Technology firms are due to a green shake-up. Data centres and networks each use around 1% of the world’s electricity, according to the International Energy Agency – more, for now, than electric vehicles. That could hit double-digits by 2030, making related emissions a problem.
The infrastructure behind video conferencing and binge-watching “The Crown” on Netflix comprises mainly two parts: buildings that house tens of thousands of servers and the networks that connect servers to smartphones, PCs and other devices. Both require huge amounts of electricity. Data centres use roughly 200 terawatt-hours a year, according to a 2018 study led by Eric Masanet, an engineer at Northwestern University in the United States. That’s in the same ballpark as Australia’s annual consumption.
The good news is that figure has barely increased over the past decade. Even as data volumes have multiplied, networks and server farms, particularly so-called hyperscale centres operated by Amazon.com, Microsoft, and Alphabet-owned Google, have become extremely energy efficient.
But that trajectory looks unsustainable. Even without the isolation of the pandemic, widespread adoption of next-generation 5G wireless technology, autonomous driving and the internet of things will dramatically boost internet traffic. Moreover, chips that power servers are reaching technological limits, making efficiency gains harder to come by.
Estimates for how much energy consumption will rise to vary. But for some countries, data may suck up a double-digit percentage.

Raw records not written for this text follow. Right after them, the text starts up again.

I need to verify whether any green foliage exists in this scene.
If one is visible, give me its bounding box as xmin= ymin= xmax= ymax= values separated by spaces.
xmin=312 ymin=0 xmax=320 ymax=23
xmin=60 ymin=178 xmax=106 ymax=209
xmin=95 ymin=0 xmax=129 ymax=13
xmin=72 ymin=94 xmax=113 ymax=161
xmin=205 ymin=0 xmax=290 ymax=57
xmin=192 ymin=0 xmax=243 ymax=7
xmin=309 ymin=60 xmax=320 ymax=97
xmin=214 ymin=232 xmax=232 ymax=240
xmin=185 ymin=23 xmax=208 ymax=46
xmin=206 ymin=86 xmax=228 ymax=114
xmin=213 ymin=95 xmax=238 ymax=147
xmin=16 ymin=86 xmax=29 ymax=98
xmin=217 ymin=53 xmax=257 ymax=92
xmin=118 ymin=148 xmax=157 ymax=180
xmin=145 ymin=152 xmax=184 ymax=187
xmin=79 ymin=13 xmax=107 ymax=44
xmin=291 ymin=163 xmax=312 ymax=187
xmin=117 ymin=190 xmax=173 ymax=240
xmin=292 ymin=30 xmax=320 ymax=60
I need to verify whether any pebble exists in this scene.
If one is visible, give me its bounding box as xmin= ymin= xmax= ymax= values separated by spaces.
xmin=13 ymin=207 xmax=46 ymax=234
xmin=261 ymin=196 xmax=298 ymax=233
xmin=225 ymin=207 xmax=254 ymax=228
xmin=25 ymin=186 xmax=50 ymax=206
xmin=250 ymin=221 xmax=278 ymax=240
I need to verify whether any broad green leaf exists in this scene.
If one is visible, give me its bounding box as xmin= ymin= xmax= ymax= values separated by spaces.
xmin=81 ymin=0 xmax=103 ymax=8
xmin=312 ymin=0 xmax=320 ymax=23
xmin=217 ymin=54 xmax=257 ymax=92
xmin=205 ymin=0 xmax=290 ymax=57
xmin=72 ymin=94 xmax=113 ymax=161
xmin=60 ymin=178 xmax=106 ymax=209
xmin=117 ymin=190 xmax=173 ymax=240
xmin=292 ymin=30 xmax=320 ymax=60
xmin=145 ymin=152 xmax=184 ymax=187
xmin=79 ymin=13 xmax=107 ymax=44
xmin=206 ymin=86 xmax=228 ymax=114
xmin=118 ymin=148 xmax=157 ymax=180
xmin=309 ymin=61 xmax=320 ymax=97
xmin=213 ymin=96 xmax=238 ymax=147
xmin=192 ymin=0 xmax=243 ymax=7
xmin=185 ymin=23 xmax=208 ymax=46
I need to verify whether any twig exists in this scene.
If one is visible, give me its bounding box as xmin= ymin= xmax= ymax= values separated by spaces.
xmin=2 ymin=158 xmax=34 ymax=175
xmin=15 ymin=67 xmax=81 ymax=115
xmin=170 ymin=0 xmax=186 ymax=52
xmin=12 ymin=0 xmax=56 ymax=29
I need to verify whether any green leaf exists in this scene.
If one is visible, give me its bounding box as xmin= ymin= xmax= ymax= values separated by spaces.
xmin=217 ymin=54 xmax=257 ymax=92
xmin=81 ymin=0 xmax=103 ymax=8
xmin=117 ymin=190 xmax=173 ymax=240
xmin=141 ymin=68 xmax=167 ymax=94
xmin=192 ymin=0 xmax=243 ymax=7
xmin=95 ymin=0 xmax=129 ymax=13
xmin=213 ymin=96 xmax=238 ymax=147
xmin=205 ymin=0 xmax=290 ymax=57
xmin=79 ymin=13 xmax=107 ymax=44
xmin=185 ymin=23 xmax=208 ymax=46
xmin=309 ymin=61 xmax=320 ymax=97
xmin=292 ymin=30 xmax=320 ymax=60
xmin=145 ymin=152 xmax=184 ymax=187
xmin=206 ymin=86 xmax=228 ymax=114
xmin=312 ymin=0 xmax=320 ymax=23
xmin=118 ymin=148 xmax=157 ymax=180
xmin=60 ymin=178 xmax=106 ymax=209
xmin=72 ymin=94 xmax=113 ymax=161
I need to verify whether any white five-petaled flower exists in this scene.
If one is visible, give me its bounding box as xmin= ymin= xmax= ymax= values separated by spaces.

Ireland’s power operator, for instance, in 2018 estimated the country’s data centres may account for nearly 30% of electricity demand by 2028. The Irish Academy of Engineering reckons that will add at least 1.5 million tonnes of carbon emissions, 13% of the electricity sector’s current total.
Giant technology companies are among the world’s largest buyers of renewable energy. But that won’t be enough to spare them the attention of environmental, social and governance-oriented investors. At the top of the agenda will be pushing for better disclosure about energy use and emissions, perhaps even attributing them to specific bulk customers like Netflix and Zoom Video Communications.
In January 2020, Microsoft unveiled a tool to help enterprise clients analyse their cloud service-related emissions. That’s a step in the right direction, but ESG investors may demand much more in 2021.